Unfortunately, their selflessness was not matched by others. The media was filled with self-serving articles and criticism dressed up as analysis. The on-line forums outdid themselves in repugnant comments. Most of the spittle came from the Right, with a healthy dollop of Obama-hating, wild accusations of secret favors being given to the Saudis (Obama being a secret Muslim) crass jokes about banning pressure-cookers as assault weapons, and an avalanche of anti-immigrant commentary.
And, not surprisingly, some of the leadership followed. Senator Grassley of Iowa, his taste for blood whetted by his victory on the gun bill, leapt for the opportunity to deep-six the immigration bill. In Grassley’s construct, since these two murderers were legal immigrants, all immigration must be stopped. Others, like Senators Graham, McCain, and Ayotte, with the ever vocal Congressman Peter King, demanded Mr. Obama declare Tsarnaev, who was a naturalized citizen, an Enemy Combatant (and, what, send him to Gitmo or Putin for questioning?)

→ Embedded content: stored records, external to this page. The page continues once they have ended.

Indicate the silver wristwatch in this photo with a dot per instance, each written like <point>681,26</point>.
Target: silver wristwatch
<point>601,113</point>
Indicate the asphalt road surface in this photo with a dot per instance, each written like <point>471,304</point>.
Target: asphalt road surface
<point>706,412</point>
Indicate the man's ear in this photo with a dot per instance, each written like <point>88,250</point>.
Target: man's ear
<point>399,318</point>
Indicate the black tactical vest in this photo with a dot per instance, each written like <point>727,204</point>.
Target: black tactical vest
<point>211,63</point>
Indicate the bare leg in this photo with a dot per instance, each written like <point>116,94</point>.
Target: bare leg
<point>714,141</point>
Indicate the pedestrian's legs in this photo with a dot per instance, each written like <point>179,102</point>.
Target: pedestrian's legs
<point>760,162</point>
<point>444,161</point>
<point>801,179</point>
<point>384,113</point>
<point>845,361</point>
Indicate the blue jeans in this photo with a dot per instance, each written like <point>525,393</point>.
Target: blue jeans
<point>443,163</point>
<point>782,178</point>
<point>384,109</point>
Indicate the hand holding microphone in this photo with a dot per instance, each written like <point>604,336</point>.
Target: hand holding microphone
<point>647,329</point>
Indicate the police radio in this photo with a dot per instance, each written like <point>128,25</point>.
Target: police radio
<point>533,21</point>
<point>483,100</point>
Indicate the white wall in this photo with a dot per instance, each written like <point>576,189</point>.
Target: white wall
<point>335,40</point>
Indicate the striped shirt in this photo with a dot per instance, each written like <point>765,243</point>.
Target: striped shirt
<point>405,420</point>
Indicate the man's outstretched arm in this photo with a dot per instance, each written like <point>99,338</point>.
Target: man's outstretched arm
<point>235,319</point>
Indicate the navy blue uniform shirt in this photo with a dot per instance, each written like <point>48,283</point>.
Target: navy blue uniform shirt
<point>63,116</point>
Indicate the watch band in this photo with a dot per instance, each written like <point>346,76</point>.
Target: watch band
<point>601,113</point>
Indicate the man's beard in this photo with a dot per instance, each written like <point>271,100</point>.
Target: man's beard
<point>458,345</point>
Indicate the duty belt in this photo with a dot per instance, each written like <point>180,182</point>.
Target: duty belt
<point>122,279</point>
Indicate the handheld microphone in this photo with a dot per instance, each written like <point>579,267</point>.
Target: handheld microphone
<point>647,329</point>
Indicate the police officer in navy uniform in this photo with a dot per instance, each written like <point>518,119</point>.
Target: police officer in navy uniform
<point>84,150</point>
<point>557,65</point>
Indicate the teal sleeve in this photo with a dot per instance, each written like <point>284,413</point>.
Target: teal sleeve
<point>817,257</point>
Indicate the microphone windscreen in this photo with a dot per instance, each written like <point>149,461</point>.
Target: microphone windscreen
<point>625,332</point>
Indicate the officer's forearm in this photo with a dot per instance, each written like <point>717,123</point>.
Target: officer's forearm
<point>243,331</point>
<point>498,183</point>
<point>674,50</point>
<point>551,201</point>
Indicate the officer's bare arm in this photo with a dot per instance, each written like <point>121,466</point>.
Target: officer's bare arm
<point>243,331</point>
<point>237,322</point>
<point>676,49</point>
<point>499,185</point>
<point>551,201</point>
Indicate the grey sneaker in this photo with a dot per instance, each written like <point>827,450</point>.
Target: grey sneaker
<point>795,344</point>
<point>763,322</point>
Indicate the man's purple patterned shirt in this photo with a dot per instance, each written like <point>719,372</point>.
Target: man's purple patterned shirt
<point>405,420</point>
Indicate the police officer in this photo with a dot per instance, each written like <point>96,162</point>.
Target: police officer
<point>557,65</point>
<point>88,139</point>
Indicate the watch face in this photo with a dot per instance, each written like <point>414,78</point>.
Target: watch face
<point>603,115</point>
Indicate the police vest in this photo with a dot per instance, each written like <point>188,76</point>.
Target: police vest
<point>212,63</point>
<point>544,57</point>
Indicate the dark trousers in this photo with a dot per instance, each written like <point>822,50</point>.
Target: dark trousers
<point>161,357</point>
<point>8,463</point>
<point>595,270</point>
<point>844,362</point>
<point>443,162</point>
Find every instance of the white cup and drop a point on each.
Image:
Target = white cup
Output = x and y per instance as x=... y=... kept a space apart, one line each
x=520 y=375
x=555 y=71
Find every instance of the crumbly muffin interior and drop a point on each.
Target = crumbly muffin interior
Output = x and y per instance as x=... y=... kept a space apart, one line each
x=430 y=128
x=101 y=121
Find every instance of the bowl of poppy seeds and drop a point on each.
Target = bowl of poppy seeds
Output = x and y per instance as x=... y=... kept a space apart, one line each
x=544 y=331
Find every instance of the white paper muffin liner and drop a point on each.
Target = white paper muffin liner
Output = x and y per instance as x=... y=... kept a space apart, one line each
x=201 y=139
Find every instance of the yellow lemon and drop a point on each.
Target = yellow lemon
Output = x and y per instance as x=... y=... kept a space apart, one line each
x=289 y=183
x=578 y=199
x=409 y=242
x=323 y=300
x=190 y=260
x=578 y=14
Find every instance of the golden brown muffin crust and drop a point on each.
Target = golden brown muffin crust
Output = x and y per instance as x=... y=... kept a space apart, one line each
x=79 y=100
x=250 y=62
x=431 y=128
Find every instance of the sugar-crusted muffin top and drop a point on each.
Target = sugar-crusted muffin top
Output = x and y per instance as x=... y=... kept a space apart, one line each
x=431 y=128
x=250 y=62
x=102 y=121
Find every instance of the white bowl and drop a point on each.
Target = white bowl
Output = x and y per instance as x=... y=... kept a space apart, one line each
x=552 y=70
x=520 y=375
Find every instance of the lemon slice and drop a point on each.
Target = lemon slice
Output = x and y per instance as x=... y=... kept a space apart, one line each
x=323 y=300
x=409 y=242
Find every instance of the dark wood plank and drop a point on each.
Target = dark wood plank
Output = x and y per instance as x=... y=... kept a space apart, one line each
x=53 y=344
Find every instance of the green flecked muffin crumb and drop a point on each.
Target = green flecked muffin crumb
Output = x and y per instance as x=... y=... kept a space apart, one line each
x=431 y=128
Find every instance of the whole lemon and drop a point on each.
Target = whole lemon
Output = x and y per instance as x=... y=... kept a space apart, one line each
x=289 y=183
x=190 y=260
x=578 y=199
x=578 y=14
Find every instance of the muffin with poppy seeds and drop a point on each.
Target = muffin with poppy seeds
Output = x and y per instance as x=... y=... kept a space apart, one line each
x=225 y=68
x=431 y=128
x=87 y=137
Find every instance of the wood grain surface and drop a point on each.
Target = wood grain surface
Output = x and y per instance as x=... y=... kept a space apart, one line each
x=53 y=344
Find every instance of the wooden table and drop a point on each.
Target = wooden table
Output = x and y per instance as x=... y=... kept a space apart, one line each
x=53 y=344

Usually, I’m a junkie for this. I love the politics, I love reading even the columnists that I disagree with, I love the give and take. But the contrast of the public-spirited citizens of Massachusetts and the mean-spirited posters and devotedly amoral politicians just turned me off and I found, by the end of the week, that I needed to take a break.
So, on Saturday, I went up to the Metropolitan Museum of Art and spent a few hours in the American Wing. I thought that walking around the paintings of the Founders would purge my mind of the pettiness. And there were plenty in attendance, including Leuze’s heroic “Washington Crossing the Delaware.” But I found myself looking for the smaller pictures, the everyday genre works, the portraits that weren’t just stiff headshots. There is a wonderful charm about American painting which differs from a lot of the European. It is generally not heroic and not over-ornamented. To the extent it is epic, such as the works of Thomas Cole, Asher B. Durand, Frederic Church and Albert Bierstadt, it comes more from the land itself (the Hudson Valley, the Rocky Mountains) and not from aristocrats placed in classical poses. America was a world of doing things, and living life, and amongst the stern-looking bankers and shipping magnates and lawyers, there was the movement and energy of ordinary people. So, here was Bingham’s “Fur Traders Descending the Missouri” with the mysterious black cat on the bow. Winslow Homer’s eight boys outside a school house in “Snap the Whip”, and John Weir’s “Forging the Staff” and William Sidney Mount’s “Cider Making.”
My mood improved and, as I turned to leave, I came across a favorite, Thomas Eakins’s terrific “The Writing Master.” The subject was his father, Benjamin Eakins, in old age. His hair is grey and thin, the lines in his face and hands are deep, but he pours over the document with great devotion to his craft.
There is a bloodline that runs in Americans, regardless of their age and where they come from, and you could see it in those paintings. All these people are alive and vibrant. They aren’t stuffed talking heads looking for talking points, and they aren’t narrow-minded posters getting their daily ration of venom. They are all just people, doing things, I would think, as the Founders intended, because that is how you build a nation.
The most remarkable image of Boston was that when the bombs went off, countless people ran towards the danger. They applied tourniquets, and tore off shirts, and comforted, and kept pressure on wounds. They didn’t ask the victim’s party identification or political philosophy or place of origin. They just helped.
To me, that is the essential challenge of contemporary politics. Do you want to go with the skeptics and the doubters, the peddlers of discord and hate, or do you want to take chances and solve problems and move forward?
I think I’ll go with the people of Boston, who ran towards the danger. Mr. Obama was right; the bombers “picked the wrong city to do it.”